Campaign hours are defined as the expectation that staff will work 60-to-80 hours per week during election season. Only they aren’t limited to campaigns. Many political consultants, Capitol Hill offices and advocacy groups can be seen burning the midnight oil as well.
But what does the evidence say about the wisdom of working that much overtime? Thousands of studies have been conducted by businesses themselves over the past 150 years across a wide variety of industries and workplaces. They all reach exactly the same conclusion: If you want workers to be productive and stay that way, stick to eight-hour days and 40-hour weeks.
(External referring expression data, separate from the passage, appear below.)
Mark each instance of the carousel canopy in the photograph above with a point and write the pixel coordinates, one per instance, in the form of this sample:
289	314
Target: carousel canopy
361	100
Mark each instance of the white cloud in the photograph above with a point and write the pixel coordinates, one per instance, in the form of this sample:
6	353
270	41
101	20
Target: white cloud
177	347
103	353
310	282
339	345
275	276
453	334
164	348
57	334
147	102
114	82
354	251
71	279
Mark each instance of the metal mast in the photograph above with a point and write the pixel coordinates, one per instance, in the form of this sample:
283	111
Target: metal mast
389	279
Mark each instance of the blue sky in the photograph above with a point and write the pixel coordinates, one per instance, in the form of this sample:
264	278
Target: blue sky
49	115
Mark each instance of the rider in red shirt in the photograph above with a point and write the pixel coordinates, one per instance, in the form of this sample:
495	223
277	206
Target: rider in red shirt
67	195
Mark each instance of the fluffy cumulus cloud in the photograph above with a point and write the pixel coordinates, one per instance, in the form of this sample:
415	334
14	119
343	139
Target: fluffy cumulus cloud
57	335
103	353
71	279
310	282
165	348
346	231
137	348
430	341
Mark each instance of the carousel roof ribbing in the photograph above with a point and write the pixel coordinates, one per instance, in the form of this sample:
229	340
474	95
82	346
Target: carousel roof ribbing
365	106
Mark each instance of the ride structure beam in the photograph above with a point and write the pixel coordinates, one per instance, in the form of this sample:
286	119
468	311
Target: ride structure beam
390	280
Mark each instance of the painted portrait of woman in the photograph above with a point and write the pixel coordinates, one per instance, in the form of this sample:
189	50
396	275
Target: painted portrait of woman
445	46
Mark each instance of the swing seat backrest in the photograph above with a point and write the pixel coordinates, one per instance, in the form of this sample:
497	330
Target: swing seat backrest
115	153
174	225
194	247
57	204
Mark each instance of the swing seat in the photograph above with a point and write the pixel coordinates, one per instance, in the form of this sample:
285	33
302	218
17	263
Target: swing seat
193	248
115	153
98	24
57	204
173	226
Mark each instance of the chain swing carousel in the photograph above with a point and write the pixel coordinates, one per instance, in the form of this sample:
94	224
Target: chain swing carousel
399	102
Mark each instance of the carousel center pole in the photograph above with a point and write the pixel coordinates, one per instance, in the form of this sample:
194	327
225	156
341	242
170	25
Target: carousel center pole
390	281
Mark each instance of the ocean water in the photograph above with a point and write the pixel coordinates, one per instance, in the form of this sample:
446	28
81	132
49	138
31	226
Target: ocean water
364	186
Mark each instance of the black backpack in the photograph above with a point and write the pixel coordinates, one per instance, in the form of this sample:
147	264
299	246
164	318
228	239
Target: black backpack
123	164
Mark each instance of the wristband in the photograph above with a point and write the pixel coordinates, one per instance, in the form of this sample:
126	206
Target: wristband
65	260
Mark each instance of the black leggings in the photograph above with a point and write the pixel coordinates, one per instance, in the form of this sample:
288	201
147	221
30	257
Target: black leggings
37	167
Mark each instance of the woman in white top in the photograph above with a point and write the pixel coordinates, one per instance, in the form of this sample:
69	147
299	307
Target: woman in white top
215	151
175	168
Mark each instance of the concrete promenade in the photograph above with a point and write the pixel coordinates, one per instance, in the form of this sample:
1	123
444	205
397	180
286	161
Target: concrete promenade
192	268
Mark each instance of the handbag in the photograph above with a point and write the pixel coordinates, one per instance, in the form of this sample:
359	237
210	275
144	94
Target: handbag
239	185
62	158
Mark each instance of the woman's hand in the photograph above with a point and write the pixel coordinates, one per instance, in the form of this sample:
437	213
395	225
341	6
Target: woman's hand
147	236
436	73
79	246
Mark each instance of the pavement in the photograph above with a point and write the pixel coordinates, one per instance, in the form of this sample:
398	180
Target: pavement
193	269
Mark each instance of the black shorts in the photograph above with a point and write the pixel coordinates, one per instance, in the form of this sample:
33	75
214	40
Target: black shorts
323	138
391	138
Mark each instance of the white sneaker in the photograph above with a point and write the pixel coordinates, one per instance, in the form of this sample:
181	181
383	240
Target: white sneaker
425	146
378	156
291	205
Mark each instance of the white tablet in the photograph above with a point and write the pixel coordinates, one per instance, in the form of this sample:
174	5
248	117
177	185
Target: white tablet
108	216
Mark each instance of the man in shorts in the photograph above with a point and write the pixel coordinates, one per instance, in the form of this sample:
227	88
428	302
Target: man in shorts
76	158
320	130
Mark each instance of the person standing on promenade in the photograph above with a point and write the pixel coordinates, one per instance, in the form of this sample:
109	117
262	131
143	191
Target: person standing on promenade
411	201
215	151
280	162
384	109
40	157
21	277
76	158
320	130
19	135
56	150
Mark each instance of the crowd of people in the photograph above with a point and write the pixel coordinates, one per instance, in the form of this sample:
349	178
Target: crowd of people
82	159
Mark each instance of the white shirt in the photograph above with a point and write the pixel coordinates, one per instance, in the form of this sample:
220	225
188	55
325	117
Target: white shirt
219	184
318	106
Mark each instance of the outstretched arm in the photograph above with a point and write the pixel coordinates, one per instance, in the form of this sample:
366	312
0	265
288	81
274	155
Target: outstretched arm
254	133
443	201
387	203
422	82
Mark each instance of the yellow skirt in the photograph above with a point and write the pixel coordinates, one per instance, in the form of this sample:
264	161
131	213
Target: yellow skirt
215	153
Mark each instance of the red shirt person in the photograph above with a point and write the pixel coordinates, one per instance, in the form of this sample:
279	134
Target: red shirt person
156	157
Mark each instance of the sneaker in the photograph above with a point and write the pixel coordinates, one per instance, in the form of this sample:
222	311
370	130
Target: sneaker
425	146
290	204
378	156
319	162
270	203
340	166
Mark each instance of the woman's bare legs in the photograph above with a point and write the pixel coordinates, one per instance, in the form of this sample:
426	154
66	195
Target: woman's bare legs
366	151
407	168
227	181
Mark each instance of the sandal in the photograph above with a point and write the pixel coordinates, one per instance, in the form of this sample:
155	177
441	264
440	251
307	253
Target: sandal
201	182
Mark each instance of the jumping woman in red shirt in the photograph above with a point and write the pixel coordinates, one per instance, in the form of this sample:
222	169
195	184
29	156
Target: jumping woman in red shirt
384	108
Calling for a return to the 40-hour workweek, Sara Robinson of Alternet wrote the definitive article on the history and scholarship surrounding this subject. Here’s a quick overview:
If your job involves physical activity, you have eight productive hours per day. If you sit at a desk, you have only six productive hours, assuming you started fully rested. After twelve hours of work, you’ll hit full exhaustion. After twenty hours, your cognitive and motor skills are comparable to being legally drunk.
Burnout sets in fast. For every 10 hours of weekly overtime, you’ll need an extra day off to recover. If you try to resume a 40-hour schedule without time off, your productivity will drag for weeks. Amazingly, if you try to work 80-hour weeks consecutively, by the end of week three your productivity will be so low you would have gotten just as much done working 40-hour weeks all along.
Politics does not exempt you or your bottom line from these basic human limits. Exceeding them puts your candidacy or consultancy as well as your physical and mental health in danger. That’s why for most of the 20th century, it was seen as business malpractice and managerial incompetence to demand significant overtime.
If you’re a principal or manager, it’s up to you to establish and enforce your workplace rules and culture. You have to put actual performance over the illusion of productivity. Campaign hours may be hard to resist, but with effort you can.
Candidates and campaign managers can’t take time off during a campaign – so it’s crucial they stick to 40-hours. If they show signs of weariness or impaired judgment, it’s better to schedule time off than to let the problem get worse.
If you must insist on campaign hours before the home stretch, don’t have the entire staff working them at the same time. Otherwise, you’ll have to give them all time off to recover at the same time.
If your office must stay open early or late, create a shift system. Then hold all-staff meetings at midday when everyone is present. If your office needs to be open weekends, figure out who absolutely has to be there and who doesn’t. Anyone who works weekends should take days off mid-week. While they’re off, have an intern cover their responsibilities.
If staff can’t get their work done in 40-hour weeks, hire more staff. Seasonal, intermittent, and short-term workload problems can be addressed with part-time staff, contractors, temps, and interns.
In October, you can start ramping everyone up to 50 or 60 hours per week, but everyone should still get a day off every two weeks. The sooner campaign hours start and the more hours people work, the sooner burnout will kick in. Send people home if they’re making mistakes or seem out of it. Just make sure they understand a day off isn’t punishment – it’s to help them rest and get back on their A-game.